On Azure, resources are organized by using resource groups. When you launch Cloudbreak, you may either select to use an existing resource group or a new resource group is created. The following Azure resources are provisioned within the selected resource group:
- Virtual network (VNet) securely connects Azure resources to each other. You may either launch Cloudbreak into an existing VPC, or a new VPC is created and added to the resource group.
- Network security group (NSG) defines inbound and outbound security rules, which control network traffic flow.
- Virtual machine runs Cloudbreak. Based on the ARM template, Azure automatically provisions a new VM that runs CentOS 7, installs Docker, and launches Cloudbreak.
- Public IP address is assigned to your VM so that it can communicate with other Azure resources.
- Network interface (NIC) attached to the VM provides the interconnection between the VM and the underlying software network.
- Blob storage container is created to store Cloudbreak Deployer OS disk's data.
Related links
Quickstart on Azure
Quickstart option for GCP
Based on the Cloud Deployment Manager template, GCP automatically provisions a new VM that runs CentOS 7, installs Docker, and launches Cloudbreak.
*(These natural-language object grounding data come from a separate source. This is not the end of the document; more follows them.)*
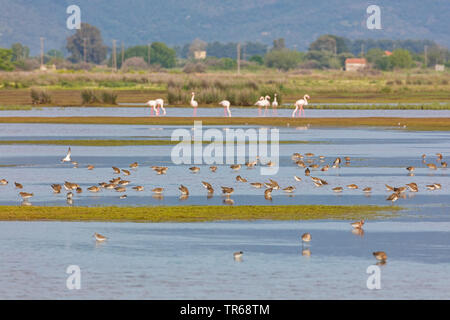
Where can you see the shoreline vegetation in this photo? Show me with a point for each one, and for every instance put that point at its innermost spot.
(64, 88)
(196, 213)
(352, 106)
(119, 143)
(418, 124)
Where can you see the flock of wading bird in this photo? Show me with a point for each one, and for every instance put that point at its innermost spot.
(306, 161)
(263, 102)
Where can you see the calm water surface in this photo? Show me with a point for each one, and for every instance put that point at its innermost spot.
(194, 261)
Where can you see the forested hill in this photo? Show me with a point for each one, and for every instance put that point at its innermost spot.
(181, 21)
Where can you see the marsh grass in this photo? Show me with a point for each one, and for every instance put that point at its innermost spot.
(421, 124)
(119, 143)
(195, 213)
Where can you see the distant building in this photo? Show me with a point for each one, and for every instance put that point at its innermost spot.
(200, 55)
(354, 64)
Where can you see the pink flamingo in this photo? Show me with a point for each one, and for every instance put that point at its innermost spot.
(226, 107)
(194, 104)
(275, 104)
(299, 104)
(160, 103)
(152, 105)
(266, 103)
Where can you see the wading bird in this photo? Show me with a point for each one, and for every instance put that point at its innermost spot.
(226, 108)
(299, 106)
(68, 156)
(194, 104)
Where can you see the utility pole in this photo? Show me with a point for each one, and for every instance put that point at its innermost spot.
(239, 57)
(85, 50)
(425, 51)
(114, 62)
(123, 53)
(42, 51)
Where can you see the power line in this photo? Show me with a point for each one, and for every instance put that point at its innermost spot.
(42, 51)
(114, 55)
(239, 57)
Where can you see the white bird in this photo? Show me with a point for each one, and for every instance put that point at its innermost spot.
(194, 103)
(226, 104)
(67, 158)
(152, 104)
(275, 102)
(299, 104)
(260, 102)
(160, 103)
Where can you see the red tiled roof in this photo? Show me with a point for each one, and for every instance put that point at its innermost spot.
(355, 60)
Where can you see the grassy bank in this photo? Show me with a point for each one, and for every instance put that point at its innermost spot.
(422, 124)
(194, 213)
(119, 143)
(323, 86)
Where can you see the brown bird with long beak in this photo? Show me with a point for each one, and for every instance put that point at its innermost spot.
(184, 190)
(56, 188)
(227, 191)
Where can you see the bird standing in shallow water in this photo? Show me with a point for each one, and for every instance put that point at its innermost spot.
(306, 237)
(99, 237)
(380, 255)
(358, 224)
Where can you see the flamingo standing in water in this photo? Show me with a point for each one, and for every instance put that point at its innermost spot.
(260, 103)
(226, 107)
(194, 104)
(274, 104)
(266, 103)
(160, 103)
(152, 104)
(299, 104)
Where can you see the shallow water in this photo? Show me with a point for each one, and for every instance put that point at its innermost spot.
(378, 157)
(216, 112)
(195, 261)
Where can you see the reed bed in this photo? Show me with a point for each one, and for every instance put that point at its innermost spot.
(196, 213)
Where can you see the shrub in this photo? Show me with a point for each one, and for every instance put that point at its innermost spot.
(40, 97)
(88, 97)
(109, 97)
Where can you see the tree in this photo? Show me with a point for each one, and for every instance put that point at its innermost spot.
(257, 59)
(159, 54)
(437, 55)
(330, 43)
(95, 49)
(279, 44)
(20, 52)
(283, 59)
(163, 55)
(134, 63)
(374, 55)
(197, 45)
(6, 56)
(401, 58)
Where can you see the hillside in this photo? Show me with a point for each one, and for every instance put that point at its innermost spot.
(179, 22)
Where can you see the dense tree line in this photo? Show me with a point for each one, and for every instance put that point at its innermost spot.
(326, 52)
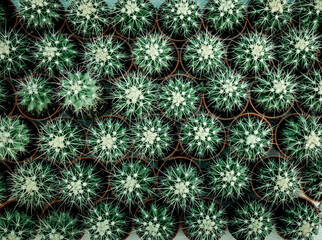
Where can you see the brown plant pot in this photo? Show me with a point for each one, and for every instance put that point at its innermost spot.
(213, 156)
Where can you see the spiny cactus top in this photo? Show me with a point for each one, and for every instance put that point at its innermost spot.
(270, 16)
(179, 97)
(155, 221)
(202, 136)
(132, 180)
(250, 136)
(203, 55)
(133, 18)
(88, 18)
(15, 137)
(205, 221)
(179, 19)
(109, 138)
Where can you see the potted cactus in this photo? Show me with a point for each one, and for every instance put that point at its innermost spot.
(250, 136)
(155, 137)
(88, 18)
(274, 179)
(62, 140)
(273, 93)
(179, 19)
(155, 220)
(155, 56)
(132, 180)
(108, 219)
(108, 57)
(180, 181)
(202, 55)
(109, 138)
(226, 94)
(202, 137)
(133, 18)
(205, 221)
(226, 19)
(179, 97)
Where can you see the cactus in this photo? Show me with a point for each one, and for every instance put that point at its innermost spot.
(228, 177)
(34, 185)
(276, 180)
(109, 139)
(301, 138)
(250, 221)
(226, 92)
(154, 137)
(202, 136)
(274, 92)
(178, 97)
(270, 16)
(251, 53)
(155, 221)
(203, 55)
(298, 49)
(35, 94)
(154, 55)
(61, 140)
(205, 221)
(132, 180)
(133, 18)
(179, 18)
(15, 137)
(88, 18)
(310, 92)
(133, 96)
(107, 57)
(107, 220)
(55, 53)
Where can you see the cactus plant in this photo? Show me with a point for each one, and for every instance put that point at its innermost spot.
(227, 177)
(179, 19)
(15, 138)
(107, 57)
(133, 18)
(250, 136)
(61, 140)
(132, 180)
(154, 55)
(154, 137)
(270, 16)
(108, 219)
(133, 96)
(155, 221)
(88, 18)
(109, 138)
(301, 138)
(178, 97)
(276, 180)
(203, 54)
(202, 136)
(34, 185)
(205, 221)
(274, 92)
(250, 54)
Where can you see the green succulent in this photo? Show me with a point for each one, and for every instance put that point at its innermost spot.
(203, 55)
(134, 18)
(88, 18)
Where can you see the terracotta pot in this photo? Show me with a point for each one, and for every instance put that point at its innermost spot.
(220, 148)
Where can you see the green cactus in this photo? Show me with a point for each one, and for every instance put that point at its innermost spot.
(134, 18)
(202, 136)
(132, 180)
(205, 221)
(88, 18)
(203, 55)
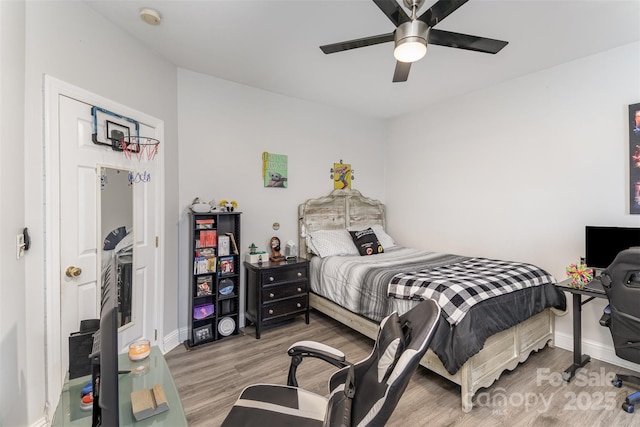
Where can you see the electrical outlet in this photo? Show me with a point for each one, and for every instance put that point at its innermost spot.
(19, 246)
The following basic resources are provisioned on you GCP account:
- Network
- Subnetwork (subnet)
- Route (routing table)
- Firewall
- VM instance
- Config
- Config waiter
The config and config waiter are scripts used for deploying Cloudbreak. The startup config script is watched by the waiter script and updated when the deployment in up and running or if it failed to start. The startup waiter script keeps the deployment "in-progress" until the startup script that's running on the created machine update the cbd-deployment-startup-config value to "success" or "failed".
Related links
Quickstart on GCP
Production deployment option
The option to install Cloudbreak deployer manually on your own VM is available for all cloud providers.
This option:
- Allows you to provide your own VM with CentOS 7, RHEL 7, or Oracle Linux 7
- Allows you to use your custom virtual network (On Azure this is also possible with the quickstart option)
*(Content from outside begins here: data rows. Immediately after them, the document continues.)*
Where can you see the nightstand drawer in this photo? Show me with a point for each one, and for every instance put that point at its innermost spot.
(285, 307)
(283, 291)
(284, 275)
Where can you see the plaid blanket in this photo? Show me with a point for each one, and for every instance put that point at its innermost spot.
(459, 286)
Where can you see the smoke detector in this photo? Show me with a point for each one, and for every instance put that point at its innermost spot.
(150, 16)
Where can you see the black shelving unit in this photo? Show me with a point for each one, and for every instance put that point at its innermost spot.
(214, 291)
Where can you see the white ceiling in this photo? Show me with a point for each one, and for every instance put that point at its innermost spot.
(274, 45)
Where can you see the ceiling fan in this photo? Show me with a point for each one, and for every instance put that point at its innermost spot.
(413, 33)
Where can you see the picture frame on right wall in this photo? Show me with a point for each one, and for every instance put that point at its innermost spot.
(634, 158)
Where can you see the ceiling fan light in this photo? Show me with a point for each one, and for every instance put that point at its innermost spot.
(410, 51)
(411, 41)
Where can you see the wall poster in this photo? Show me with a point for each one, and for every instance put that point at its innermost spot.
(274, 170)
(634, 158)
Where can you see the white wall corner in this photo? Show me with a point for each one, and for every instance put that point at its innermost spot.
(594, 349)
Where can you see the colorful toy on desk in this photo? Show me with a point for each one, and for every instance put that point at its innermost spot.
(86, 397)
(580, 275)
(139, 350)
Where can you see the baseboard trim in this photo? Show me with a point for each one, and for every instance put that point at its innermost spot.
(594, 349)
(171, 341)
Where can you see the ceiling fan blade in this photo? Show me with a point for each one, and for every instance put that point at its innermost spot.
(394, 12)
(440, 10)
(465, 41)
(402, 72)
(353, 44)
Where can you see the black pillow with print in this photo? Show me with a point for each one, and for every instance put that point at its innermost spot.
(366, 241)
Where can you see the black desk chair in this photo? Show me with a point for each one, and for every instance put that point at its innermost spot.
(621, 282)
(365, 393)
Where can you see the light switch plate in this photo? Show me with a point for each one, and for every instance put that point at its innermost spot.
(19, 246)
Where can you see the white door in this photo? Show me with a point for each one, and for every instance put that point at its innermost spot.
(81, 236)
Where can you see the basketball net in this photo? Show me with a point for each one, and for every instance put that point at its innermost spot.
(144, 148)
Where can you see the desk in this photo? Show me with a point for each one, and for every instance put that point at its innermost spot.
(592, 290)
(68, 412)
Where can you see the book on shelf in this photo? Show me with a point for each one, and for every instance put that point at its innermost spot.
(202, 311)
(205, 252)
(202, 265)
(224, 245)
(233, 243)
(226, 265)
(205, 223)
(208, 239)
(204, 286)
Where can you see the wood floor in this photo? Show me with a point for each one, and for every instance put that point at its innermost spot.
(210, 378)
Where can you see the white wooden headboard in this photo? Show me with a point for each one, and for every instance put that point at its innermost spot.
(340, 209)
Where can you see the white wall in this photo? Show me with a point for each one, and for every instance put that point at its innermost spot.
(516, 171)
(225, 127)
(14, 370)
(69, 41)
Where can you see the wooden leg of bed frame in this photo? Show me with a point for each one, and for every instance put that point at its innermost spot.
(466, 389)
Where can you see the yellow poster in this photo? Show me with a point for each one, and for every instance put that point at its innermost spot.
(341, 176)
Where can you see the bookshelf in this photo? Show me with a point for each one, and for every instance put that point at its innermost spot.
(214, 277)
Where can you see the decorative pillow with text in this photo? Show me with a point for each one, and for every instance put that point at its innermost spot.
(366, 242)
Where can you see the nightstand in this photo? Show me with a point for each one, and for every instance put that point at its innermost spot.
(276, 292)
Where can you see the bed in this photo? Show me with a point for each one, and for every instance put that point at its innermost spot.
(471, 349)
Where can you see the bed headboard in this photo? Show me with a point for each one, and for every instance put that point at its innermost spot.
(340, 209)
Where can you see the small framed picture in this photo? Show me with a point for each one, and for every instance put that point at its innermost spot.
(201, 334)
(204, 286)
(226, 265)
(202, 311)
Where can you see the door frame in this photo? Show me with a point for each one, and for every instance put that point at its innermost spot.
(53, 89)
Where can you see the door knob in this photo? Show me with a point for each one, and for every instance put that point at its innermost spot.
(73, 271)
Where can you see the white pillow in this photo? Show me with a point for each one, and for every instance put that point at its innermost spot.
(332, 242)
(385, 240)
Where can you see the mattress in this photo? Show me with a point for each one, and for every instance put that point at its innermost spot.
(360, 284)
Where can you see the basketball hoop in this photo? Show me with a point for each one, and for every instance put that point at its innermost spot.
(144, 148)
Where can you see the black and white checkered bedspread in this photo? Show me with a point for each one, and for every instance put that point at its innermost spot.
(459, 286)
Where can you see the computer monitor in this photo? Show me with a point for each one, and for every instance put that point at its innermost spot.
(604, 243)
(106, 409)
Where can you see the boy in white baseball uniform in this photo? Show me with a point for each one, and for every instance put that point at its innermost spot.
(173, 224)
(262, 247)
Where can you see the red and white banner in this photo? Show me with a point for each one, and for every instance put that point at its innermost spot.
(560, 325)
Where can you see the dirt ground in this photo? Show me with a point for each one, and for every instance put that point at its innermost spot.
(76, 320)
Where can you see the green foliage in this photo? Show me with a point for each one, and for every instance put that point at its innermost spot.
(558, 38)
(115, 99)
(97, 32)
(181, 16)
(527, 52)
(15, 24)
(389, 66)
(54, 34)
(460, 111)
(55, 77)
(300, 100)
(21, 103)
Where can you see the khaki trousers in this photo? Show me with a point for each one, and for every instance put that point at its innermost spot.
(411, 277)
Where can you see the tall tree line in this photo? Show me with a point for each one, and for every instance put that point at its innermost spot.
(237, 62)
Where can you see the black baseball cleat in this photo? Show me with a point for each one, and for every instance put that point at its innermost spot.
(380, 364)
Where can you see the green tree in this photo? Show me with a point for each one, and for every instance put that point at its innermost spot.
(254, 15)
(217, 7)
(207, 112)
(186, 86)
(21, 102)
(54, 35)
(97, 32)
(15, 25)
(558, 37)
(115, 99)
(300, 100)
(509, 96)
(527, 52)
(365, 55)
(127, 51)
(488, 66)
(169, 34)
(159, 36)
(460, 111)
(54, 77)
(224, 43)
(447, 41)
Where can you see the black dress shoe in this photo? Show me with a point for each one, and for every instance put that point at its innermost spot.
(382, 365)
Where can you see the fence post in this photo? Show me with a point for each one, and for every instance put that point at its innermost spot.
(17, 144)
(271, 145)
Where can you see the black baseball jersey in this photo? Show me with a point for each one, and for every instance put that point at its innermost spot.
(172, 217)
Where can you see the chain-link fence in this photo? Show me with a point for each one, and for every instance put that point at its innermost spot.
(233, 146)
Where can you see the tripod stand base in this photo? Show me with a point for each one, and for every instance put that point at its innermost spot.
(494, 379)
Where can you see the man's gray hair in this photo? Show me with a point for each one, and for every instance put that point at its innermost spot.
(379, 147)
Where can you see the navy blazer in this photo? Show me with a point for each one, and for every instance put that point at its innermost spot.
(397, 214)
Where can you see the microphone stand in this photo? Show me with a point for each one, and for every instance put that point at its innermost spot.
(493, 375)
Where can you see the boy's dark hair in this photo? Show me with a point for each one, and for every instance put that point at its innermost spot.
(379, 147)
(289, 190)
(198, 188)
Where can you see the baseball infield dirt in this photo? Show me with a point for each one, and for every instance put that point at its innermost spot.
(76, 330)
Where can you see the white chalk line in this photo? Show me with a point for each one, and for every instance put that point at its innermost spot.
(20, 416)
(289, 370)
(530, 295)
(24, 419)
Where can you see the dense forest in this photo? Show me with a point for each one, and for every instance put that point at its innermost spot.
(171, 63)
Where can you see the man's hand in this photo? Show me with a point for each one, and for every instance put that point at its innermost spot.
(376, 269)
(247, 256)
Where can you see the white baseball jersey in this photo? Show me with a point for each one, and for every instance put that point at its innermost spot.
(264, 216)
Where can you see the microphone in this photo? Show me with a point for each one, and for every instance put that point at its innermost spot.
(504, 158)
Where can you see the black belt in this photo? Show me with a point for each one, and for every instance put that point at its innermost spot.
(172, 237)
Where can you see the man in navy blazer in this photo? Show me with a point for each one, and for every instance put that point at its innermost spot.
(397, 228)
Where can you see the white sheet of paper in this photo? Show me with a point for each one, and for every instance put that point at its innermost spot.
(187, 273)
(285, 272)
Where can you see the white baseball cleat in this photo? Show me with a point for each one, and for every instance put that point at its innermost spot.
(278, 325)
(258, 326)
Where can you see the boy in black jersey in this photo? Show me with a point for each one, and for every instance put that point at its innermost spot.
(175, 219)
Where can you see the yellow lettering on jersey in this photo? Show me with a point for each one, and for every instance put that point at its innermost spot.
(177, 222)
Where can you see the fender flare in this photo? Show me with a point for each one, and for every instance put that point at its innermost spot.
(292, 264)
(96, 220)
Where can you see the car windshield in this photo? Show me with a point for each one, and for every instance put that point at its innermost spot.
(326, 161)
- Requires you to install Docker
- Requires you to download the cbd tarball, extract it, and configure Cloudbreak deployer
Related links
Launch on AWS
Launch on Azure
Launch on GCP
Launch on OpenStack
Cluster deployment options
On a basic level, Cloudbreak offers three cluster deployment options:
- Basic cluster deployment with prescriptive options
- Advanced cluster deployment with customized options
- Enterprise HDP cluster deployment with a data lake and attached workload clusters:
The data lake deployment option is technical preview.